How left-leaning are lawyers?

Adam Bonica, Adam S. Chilton, and Maya Sen have an extensive new paper (pdf) on this subject:

American lawyers lean to the left of the ideological spectrum. To help place this in context, the mean DIME score among the attorney population is -0.31 compared to -0.05 for the entire population of donors. Moreover, some 62% of the sample of attorneys are positioned to the left of the midpoint between the party means for members of Congress. Morover, the modal CFscore is in the center-left. This places the average American lawyer’s ideology close to the ideology of Bill Clinton. To be more precise, the modal CFscore for American lawyers is -0.52 and Bill Clinton’s CFscore is -0.68. This confirms prior scholarship and journalism that has argued that the legal profession is liberal on balance. To our knowledge, however, this figure represents the most comprehensive picture of the ideology of American lawyers ever assembled.

There is however a (quite slight) bimodal nature to the distribution and a cluster of right-leaning attorneys has views similar to those of Mitt Romney.  Not so many lawyers are true extremists, at least not in this data set.  Figure 2 on p.19 will not reproduce for me but it is an excellent picture of the data, including comparisons with other professions.
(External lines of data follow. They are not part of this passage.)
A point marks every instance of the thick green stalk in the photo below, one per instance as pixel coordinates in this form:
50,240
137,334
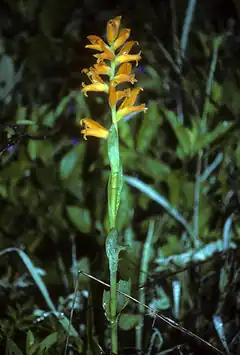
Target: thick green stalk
114,192
113,310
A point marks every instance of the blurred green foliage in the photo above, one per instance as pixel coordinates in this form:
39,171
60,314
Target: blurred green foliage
180,160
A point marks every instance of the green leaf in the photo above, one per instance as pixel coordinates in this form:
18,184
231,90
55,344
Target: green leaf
148,166
32,149
68,163
122,301
80,217
62,105
125,133
47,343
181,132
155,196
128,321
29,342
12,348
149,127
106,304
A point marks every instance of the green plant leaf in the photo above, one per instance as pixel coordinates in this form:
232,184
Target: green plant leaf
128,321
181,132
123,286
12,348
80,217
29,342
149,127
47,343
155,196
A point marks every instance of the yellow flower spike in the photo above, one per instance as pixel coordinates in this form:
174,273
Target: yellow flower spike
129,110
102,68
98,87
125,68
121,78
97,43
128,58
127,47
113,28
93,128
122,38
124,74
107,54
131,98
115,96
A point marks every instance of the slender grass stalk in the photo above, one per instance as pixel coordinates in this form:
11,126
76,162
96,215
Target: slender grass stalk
183,46
186,29
208,90
197,200
146,254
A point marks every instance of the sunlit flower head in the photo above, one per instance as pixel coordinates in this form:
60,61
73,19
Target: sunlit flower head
115,63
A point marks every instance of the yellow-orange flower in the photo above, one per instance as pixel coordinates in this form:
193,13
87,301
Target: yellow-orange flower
112,29
115,62
93,128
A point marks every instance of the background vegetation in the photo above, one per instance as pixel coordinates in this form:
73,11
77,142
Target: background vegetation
179,215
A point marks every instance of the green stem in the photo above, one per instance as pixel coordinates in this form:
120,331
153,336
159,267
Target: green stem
115,185
113,310
146,254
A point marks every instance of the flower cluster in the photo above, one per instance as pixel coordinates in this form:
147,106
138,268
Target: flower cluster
114,63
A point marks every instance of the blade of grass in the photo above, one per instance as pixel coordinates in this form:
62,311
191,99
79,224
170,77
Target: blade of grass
155,196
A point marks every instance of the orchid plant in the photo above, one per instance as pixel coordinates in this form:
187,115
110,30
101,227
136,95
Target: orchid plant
114,63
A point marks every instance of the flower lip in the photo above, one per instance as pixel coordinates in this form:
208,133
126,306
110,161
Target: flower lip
93,128
113,29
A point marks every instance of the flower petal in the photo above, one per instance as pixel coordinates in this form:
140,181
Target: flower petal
102,68
97,43
127,47
99,87
107,54
121,78
122,38
131,99
113,28
93,128
125,68
115,96
128,58
129,110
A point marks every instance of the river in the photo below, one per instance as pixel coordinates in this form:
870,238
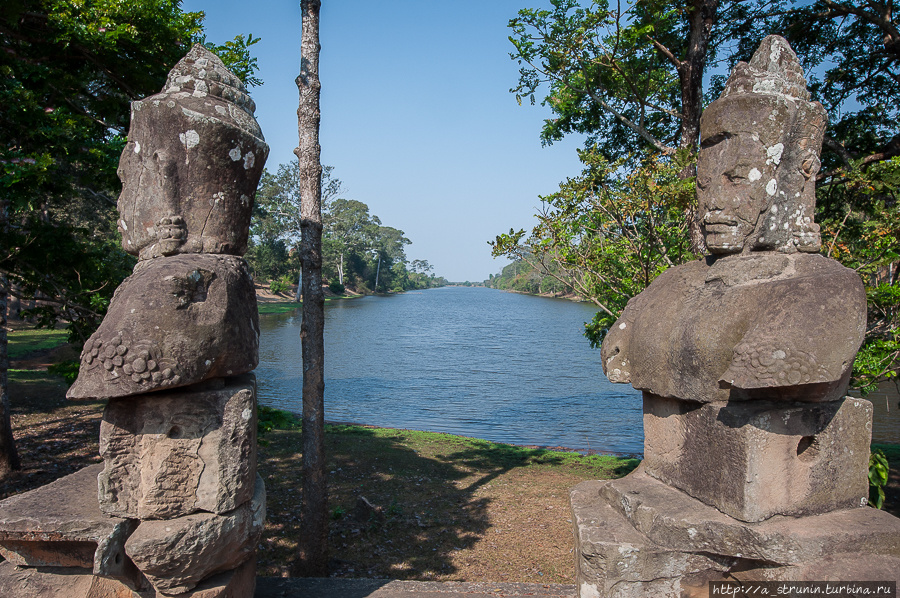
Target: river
472,361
We learn also that female attorneys are considerably more liberal than male attorneys, but the number of years of work predicts a conservative pull.  Being a law firm partner also predicts views which are more conservative than average.  If you consider “Big Law” attorneys, while they are overall to the Left, they are more conservative on average than the cities they live in, such as NYC or Los Angeles.  Lawyers in Washington, D.C. are especially left-leaning.

The top fourteen law schools all have distributions which lean to the Left (pp.28-29), and UC Berkeley has the most left-leaning alumni.  The five law schools, of the fifty surveyed, with right-leaning alumni are University of Oklahoma, Texas A&M University, University of Georgia, Louisiana State University, and Brigham Young University.  Pages 38-40 of the paper rank different major law firms by how left- or right-leaning their employees are.
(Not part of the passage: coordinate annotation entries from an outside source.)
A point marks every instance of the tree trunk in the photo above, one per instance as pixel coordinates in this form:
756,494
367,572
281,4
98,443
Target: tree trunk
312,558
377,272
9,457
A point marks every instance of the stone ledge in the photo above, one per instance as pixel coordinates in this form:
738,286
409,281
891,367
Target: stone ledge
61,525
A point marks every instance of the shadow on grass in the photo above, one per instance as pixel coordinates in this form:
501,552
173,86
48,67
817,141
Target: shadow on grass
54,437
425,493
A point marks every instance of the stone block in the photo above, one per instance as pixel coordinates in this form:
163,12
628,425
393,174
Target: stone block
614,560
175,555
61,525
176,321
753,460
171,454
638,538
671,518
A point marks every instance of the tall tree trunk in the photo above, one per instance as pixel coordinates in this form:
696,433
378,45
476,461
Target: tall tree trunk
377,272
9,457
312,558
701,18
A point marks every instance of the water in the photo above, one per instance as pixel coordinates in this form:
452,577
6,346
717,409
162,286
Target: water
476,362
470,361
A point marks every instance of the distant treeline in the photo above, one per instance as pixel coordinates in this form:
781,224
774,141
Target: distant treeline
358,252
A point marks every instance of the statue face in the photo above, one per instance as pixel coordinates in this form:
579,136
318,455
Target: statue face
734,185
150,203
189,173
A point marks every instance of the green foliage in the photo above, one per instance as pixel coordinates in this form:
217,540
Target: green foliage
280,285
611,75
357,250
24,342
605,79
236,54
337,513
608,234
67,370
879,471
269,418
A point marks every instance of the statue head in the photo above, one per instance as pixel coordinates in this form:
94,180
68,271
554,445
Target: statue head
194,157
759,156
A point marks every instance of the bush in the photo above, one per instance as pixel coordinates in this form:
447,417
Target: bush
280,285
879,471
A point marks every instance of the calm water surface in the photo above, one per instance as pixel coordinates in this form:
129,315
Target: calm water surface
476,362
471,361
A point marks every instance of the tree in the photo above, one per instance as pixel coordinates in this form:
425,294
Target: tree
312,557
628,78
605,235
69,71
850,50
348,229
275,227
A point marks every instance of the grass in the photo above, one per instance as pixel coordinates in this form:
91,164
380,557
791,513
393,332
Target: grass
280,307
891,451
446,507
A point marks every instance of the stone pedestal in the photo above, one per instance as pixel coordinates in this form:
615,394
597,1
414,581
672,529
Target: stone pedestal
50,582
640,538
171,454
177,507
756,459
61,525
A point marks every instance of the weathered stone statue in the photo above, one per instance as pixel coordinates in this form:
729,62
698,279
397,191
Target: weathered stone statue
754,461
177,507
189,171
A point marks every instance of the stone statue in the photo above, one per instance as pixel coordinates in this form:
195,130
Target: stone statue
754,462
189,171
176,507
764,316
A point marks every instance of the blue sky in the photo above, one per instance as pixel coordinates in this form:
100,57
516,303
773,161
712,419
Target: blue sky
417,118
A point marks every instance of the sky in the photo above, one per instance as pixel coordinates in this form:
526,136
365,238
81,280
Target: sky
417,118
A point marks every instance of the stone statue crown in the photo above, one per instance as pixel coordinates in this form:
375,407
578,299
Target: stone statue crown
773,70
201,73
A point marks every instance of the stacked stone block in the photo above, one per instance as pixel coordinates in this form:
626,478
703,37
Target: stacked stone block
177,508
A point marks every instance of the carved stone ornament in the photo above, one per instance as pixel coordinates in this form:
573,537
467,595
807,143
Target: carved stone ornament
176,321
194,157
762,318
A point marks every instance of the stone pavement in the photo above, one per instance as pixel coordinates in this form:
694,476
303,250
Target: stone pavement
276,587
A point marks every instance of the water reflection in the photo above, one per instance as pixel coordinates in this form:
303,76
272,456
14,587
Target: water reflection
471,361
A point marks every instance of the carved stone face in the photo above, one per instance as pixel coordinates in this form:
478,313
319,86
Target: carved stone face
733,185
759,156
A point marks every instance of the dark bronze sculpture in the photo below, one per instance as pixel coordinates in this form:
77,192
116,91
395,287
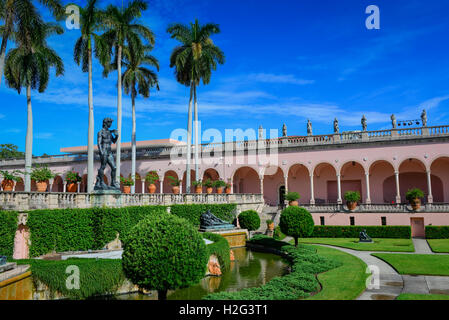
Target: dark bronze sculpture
208,221
364,237
105,139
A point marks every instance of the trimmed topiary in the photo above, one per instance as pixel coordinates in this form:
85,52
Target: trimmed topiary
249,220
296,222
164,252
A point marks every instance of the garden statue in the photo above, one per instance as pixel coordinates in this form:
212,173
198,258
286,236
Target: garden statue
105,139
209,221
364,124
424,118
394,122
336,128
364,237
309,128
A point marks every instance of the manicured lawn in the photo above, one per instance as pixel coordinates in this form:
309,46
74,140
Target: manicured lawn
411,296
390,245
343,283
417,264
439,245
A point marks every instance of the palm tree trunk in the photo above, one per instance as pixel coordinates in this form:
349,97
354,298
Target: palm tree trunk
189,141
90,138
133,142
29,142
119,113
197,174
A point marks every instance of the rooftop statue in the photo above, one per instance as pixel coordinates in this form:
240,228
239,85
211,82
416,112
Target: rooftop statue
394,122
364,124
105,139
424,118
309,128
336,128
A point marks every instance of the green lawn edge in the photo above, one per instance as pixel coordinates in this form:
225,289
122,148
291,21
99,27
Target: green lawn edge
343,283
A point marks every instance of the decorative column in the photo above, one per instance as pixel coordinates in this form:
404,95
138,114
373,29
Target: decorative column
368,190
429,186
398,188
339,200
312,192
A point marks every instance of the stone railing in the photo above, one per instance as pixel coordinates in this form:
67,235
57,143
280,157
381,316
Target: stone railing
377,208
24,201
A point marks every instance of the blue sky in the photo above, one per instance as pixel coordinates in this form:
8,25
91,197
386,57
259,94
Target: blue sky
286,61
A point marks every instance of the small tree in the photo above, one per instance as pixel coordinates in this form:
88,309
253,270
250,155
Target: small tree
164,252
296,222
249,220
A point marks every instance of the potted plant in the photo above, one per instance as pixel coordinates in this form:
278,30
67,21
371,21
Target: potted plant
41,174
352,198
127,183
228,188
270,225
219,185
292,198
152,177
209,184
72,179
175,184
414,197
9,178
198,186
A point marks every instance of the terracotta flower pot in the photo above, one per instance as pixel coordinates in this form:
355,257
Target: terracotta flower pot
152,188
8,185
416,204
351,205
41,186
72,187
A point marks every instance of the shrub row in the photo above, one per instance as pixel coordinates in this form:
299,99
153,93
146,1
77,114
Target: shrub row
192,212
306,263
219,248
8,227
437,232
97,276
392,232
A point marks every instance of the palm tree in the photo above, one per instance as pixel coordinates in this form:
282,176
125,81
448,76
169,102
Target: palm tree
137,74
89,23
15,13
122,29
194,60
28,65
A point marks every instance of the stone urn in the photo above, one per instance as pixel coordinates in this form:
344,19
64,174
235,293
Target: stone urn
351,205
152,188
72,187
41,186
8,185
416,204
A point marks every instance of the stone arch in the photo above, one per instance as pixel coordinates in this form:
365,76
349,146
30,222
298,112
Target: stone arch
246,180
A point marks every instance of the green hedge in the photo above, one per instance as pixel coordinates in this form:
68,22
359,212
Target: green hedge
391,232
192,212
300,283
82,229
219,248
437,232
8,227
97,276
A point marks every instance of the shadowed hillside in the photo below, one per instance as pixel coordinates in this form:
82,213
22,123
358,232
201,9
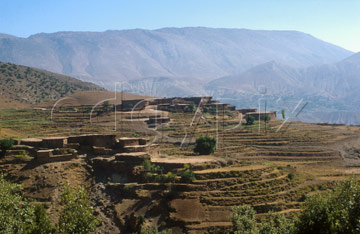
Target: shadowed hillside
30,85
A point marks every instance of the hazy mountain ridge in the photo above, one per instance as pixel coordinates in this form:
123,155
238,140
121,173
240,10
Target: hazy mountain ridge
331,90
204,53
30,85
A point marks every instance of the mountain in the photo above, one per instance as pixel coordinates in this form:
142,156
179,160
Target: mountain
201,53
331,90
21,84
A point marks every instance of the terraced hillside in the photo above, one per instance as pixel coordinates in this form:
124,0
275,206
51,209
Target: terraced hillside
29,85
265,166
Oil and gas, M&A, and energy lawyers are relatively conservative, see p.45.  Entertainment lawyers are relatively left-leaning, same for civil rights and personal injury lawyers.  Don’t even ask about law professors.  Public defenders are far more left-leaning than prosecutors, though prosecutors are still more left-leaning than lawyers as a whole.

This paper is interesting throughout.